A metà 2013, secondo un’inchiesta pubblicata da Wired, Genova era la città italiana con la maggiore densità di esercizi che ospitano slot machine: se ne trovava una ogni 235 metri. Lo scorso anno, durante la giornata mondiale di sensibilizzazione, venivano stimati in oltre 1350 gli esercizi cittadini in cui fosse possibile il gioco d’azzardo e quasi una sessantina le sale specializzate.
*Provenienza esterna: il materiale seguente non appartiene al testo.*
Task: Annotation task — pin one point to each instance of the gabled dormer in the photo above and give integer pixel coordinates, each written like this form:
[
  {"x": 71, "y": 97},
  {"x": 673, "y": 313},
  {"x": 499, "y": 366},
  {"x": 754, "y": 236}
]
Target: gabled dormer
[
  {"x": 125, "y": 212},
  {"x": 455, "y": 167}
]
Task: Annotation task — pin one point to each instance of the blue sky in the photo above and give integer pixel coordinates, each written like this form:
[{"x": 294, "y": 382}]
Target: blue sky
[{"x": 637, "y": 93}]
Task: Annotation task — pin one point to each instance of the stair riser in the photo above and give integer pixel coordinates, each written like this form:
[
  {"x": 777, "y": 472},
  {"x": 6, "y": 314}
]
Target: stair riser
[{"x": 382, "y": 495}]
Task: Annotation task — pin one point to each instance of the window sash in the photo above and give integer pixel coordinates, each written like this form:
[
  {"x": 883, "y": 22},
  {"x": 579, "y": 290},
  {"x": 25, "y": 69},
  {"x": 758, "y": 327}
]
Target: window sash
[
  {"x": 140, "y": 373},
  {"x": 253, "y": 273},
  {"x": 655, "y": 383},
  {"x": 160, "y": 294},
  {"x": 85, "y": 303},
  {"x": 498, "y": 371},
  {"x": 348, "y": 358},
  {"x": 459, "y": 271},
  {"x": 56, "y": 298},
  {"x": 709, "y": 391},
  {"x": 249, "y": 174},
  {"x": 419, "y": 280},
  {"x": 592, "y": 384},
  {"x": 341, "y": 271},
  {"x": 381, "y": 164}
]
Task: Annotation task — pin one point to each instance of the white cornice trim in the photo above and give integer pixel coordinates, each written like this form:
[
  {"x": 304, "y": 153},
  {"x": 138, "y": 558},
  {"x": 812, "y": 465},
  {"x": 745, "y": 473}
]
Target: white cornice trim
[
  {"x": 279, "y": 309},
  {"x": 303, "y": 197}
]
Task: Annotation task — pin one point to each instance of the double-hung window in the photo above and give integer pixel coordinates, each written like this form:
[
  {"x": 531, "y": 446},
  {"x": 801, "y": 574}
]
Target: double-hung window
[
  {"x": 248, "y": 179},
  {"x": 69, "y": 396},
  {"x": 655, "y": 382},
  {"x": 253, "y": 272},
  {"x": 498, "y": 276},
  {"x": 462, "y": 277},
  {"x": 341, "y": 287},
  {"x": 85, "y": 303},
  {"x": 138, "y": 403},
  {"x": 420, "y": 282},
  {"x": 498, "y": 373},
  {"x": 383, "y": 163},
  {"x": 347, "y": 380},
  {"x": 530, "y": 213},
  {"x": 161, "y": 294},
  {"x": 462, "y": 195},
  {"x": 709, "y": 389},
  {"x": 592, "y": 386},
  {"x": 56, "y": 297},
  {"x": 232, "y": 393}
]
Non deve stupire, allora, che il Comune di Genova sia in prima linea per il contrasto a questa piaga sociale.
Il Consiglio comunale ha approvato all’unanimità una mozione bipartisan presentata dai consiglieri Nicolella (Lista Doria) e Campora (Pdl) – rispettivamente presidente e vicepresidente della Consulta cittadina contro il gioco d’azzardo – per dire ancora una volta no alla proliferazione del gioco d’azzardo in città e per dare seguito ai risultati positivi che si sono riscontrati dopo l’approvazione del Regolamento comunale sulle sale da gioco e giochi leciti.
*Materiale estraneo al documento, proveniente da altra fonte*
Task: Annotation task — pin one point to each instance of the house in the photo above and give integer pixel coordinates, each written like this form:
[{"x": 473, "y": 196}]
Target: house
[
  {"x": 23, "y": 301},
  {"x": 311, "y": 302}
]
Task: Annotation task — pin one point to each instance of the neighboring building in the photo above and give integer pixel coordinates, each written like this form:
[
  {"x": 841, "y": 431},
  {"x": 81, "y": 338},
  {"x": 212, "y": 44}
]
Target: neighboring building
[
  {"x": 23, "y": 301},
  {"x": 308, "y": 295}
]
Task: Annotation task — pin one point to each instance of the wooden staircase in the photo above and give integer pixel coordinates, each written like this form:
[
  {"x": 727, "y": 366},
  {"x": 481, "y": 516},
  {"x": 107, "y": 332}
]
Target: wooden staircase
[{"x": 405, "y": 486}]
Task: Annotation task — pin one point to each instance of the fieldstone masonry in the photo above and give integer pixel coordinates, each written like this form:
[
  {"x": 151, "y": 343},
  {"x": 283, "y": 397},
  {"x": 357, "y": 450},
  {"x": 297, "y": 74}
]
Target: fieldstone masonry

La mozione si scaglia contro il disegno di legge che giace in Parlamento e che, secondo quanto emerso finora, potrebbe cancellare gli effetti positivi del Regolamento comunale che contrasta la diffusione delle sale da gioco soprattutto in riferimento ai luoghi sensibili (in particolar modo le scuole e altri spazi pubblici frequentati da bambini e giovani), individuando un raggio d’azione di 300 metri all’interno del quale non possono essere aperte sale da gioco, che scende a 100 metri per quanto riguarda sportelli bancari, agenzie di credito, banchi di pegni e compro oro. Accogliendo l’appello della Consulta comunale, il documento impegna sindaco e giunta a farsi parte attiva presso il Governo affinché la nuova normativa mantenga “le facoltà dei Comuni di imporre vincoli, obblighi e controlli sugli esercizi connessi al gioco d’azzardo”, introduca “norme a tutela dell’infanzia e dell’adolescenza” in particolare riguarda alla pubblicità e all’acceso dei locali in cui si gioca, istituisca un fondo finalizzato al contrasto del gioco patologico.
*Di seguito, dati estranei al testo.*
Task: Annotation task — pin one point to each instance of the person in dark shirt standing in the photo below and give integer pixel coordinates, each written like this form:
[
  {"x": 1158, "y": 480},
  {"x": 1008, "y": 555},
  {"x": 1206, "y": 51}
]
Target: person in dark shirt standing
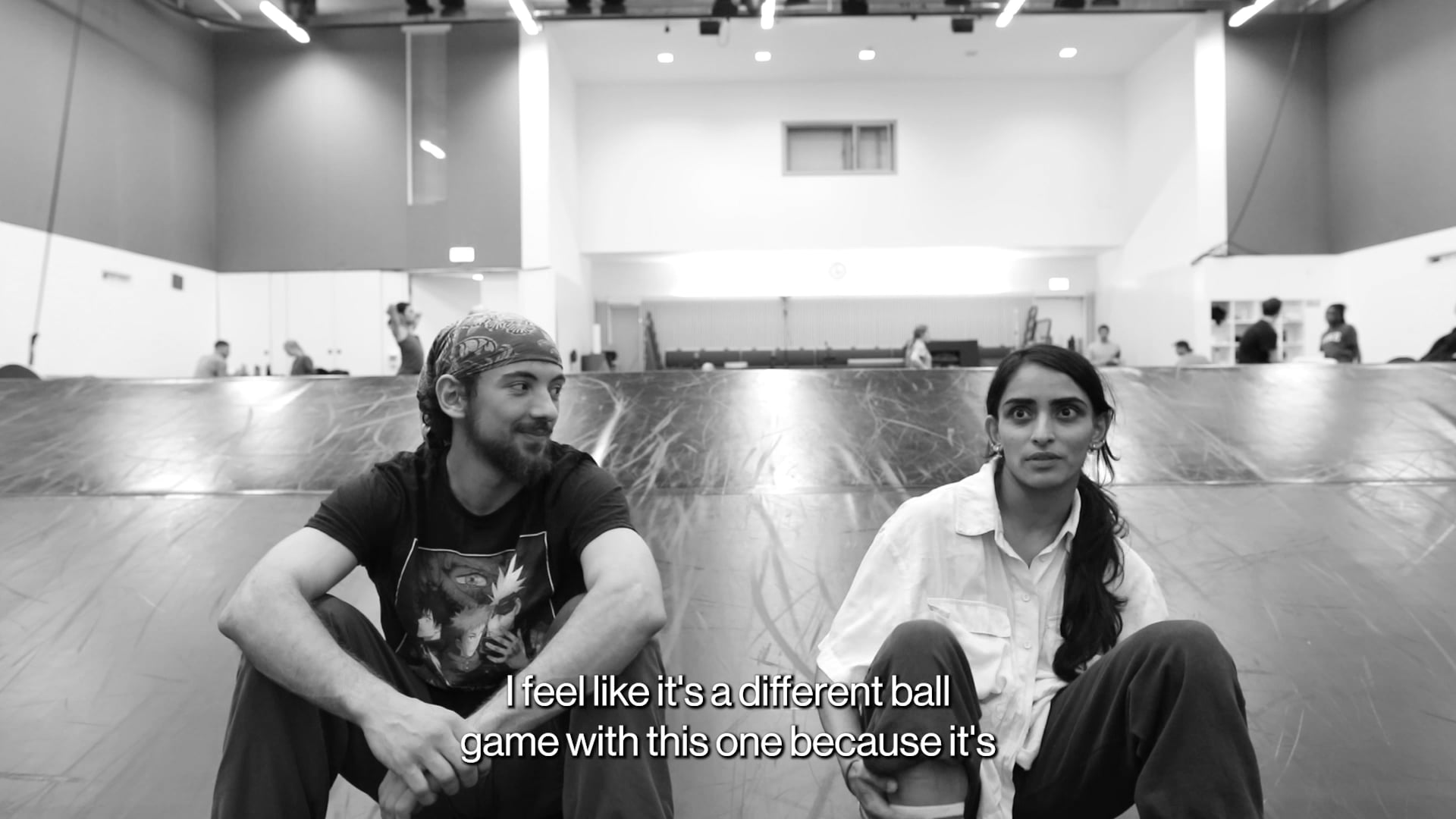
[
  {"x": 1340, "y": 341},
  {"x": 497, "y": 556},
  {"x": 402, "y": 322},
  {"x": 1261, "y": 340}
]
«Il Comune di Genova deve farsi portavoce di questa battaglia – spiega Nicolella – un po’ perché questa amministrazione è stata tra le prime a produrre un atto fortemente incisivo per il contenimento della diffusione del gioco d’azzardo e un po’ perché la storia ci racconta che la prima normazione del fenomeno è arrivata propria dalla Repubblica di Genova, che istituì un banco di raccolta delle giocate che erano molto diffuse per scommettere sui nomi notabili che sarebbero stati estratti per far parte del Senato, come era consuetudine nella Repubblica».
«Come Giunta – commenta l’assessore a Legalità e Diritti, Elena Fiorini – abbiamo espresso convintamente il nostro parare favorevole perché si tratta di una battaglia di civiltà che non possiamo non appoggiare. A fronte di una limitazione del numero dei concessionari su scala nazionale, la nuova normativa in via di definizione sembra andare nella direzione di una delegittimazione delle amministrazioni locali nella disciplina del fenomeno. Quindi il nostro regolamento comunale ma anche la legge regionale sarebbero a rischio». Un ostacolo notevole, soprattutto nell’ottica di una possibile imposta addizionale comunale proprio sui proventi dalla tassazione sul gioco d’azzardo che la stessa Fiorini starebbe mettendo a punto d’intesa con l’assessorato al Bilancio.